In the course of one orbit around the Sun, the comet Churyumov-Gerasimenko goes through different phases of activity. At a distance of 3.4 astronomical units (AU) a significant increase in brightness can be observed. Shortly before crossing the orbit of Mars the comet has developed it characteristic tail. Departing from the Sun, Churyumov-Gerasimenko is still very active and shows a dust trail, a structure composed of large dust particles emitted during the previous orbits of the comet. This trail can still be discerned at a distances of 4.9 astronomical units from the Sun. Credit: MPS Enlarge
(Phys.org) —On its way towards the Sun comet Churyumov-Gerasimenko, next year's destination of ESA's spacecraft Rosetta, will start emitting gas and dust earlier than previously expected. The comet's activity should be measurable from Earth by March 2014. This is one of the results of a new study performed by a group of researchers under the lead of the Max Planck Institute for Solar System Research (MPS) in Germany. The scientists analyzed numerous images from the comet's past three orbits around the Sun, obtained with ground based telescopes. For the first time, they were able to reconstruct the comet's activity in all phases of its orbit.
A comet spends the main part of its existence far from the Sun as an unchanged lump of ice and rock. When it approaches the Sun, however, a metamorphosis takes place: highly volatile substances vaporize from the nucleus carrying fountains of dust particles with them. These accumulate to form the comet's atmosphere, the coma, and are the origin of its tail, a comet's most characteristic feature. However, the principles governing these processes are still only poorly understood. What instances spark the ejection of gas and dust? How does this activity evolve? And which processes on the surface and within the comet's nucleus are decisive?
Next year, ESA's spacecraft Rosetta will try to answer these questions. The space probe is scheduled to rendezvous with comet Churyumov-Gerasimenko in spring, deposit a lander on its surface in the autumn of 2014, and accompany the comet on its way toward the Sun. The mission therefore offers the unique chance to study all phases of the onset of cometary activity from close-up. The new results presented by researchers from the MPS now suggest that Churyumov-Gerasimenko could allow for exciting insights very early in the course of the mission.
"Churyumov-Gerasimenko could be active by March of next year", Dr.
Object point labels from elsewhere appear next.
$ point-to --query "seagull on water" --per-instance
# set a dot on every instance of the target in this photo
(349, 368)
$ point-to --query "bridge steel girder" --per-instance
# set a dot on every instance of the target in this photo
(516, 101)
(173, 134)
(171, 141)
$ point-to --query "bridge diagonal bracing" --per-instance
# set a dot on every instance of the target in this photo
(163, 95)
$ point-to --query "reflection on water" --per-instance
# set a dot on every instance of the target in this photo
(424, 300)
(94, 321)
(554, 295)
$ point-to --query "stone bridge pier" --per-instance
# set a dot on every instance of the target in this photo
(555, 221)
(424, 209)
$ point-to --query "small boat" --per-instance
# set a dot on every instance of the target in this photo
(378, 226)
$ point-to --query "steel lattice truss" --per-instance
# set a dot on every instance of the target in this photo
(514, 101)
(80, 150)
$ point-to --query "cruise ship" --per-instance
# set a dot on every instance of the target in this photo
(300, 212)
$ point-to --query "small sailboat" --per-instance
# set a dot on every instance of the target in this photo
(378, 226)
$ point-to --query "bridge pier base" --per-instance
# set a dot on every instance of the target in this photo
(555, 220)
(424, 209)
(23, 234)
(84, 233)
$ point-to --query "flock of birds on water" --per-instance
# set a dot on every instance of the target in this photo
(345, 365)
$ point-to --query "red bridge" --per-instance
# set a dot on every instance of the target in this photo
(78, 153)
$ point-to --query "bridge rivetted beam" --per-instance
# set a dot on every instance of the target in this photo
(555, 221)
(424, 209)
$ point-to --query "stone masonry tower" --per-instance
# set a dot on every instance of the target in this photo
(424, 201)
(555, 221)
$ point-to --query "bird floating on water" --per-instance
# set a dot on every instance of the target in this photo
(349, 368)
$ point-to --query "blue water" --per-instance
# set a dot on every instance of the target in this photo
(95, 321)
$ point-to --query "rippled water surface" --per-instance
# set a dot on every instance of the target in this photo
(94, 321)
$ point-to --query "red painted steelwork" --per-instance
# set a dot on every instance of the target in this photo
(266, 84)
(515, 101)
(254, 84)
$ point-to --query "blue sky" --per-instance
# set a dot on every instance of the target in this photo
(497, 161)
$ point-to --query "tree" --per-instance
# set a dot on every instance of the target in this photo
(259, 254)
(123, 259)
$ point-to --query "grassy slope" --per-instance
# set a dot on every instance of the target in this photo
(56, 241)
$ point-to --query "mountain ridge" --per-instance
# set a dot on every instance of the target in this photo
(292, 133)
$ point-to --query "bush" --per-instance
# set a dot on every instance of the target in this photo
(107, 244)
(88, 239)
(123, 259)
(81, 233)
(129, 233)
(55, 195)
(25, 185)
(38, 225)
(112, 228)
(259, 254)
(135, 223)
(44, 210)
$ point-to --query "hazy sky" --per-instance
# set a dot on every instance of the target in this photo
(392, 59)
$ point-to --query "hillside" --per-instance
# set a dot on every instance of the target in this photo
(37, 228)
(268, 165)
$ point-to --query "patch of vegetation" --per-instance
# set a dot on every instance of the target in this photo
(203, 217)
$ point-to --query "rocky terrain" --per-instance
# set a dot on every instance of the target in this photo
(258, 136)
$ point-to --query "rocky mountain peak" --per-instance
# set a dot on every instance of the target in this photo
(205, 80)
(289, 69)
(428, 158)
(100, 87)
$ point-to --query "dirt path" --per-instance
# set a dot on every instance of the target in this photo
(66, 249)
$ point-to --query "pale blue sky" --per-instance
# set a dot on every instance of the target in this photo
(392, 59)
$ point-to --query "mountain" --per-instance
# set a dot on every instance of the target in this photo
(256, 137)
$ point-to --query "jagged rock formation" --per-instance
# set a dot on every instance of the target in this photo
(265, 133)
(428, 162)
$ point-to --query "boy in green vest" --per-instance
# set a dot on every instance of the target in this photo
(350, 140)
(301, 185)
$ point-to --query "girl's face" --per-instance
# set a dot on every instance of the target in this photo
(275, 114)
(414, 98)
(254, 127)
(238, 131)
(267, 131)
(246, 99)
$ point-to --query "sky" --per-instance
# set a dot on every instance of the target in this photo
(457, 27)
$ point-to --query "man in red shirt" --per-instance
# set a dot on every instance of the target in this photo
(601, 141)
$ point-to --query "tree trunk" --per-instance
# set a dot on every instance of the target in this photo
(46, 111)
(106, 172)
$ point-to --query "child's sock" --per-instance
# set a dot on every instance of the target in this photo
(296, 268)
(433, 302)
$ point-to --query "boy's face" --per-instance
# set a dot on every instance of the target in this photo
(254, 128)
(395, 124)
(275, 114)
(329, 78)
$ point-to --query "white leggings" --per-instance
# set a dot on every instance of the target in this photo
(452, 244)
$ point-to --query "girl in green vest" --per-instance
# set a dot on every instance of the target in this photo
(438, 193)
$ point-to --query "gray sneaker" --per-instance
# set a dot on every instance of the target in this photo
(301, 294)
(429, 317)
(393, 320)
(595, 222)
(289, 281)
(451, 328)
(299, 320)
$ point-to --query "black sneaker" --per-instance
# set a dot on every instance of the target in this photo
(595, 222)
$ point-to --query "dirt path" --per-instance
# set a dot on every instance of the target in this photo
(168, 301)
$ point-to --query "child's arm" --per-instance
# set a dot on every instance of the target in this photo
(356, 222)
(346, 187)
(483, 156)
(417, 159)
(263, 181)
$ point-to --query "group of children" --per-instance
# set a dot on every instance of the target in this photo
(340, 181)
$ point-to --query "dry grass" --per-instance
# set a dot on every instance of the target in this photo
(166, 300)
Colin Snodgrass from the MPS summarizes the new results. Two months prior to this, in January 2014, the space probe will be awakened from its hibernation phase.
The scientists base their predictions on 31 data sets recorded by them and other professional groups in the years between 1995 and 2010 with telescopes like the Very Large Telescope (VLT) at the European Southern Observatory (ESO). The images show the comet at different points during its orbit and thus in different phases of activity.
"We were able to analyze data from the entire activity-cycle of Churyumov-Gerasimenko with the same method. For the first time, this allows for a meaningful comparison of all data sets", says Snodgrass. "In this way we compiled a comprehensive picture of how the comet's activity develops during its journey around the Sun", his colleague Dr. Cecilia Tubiana from the MPS adds.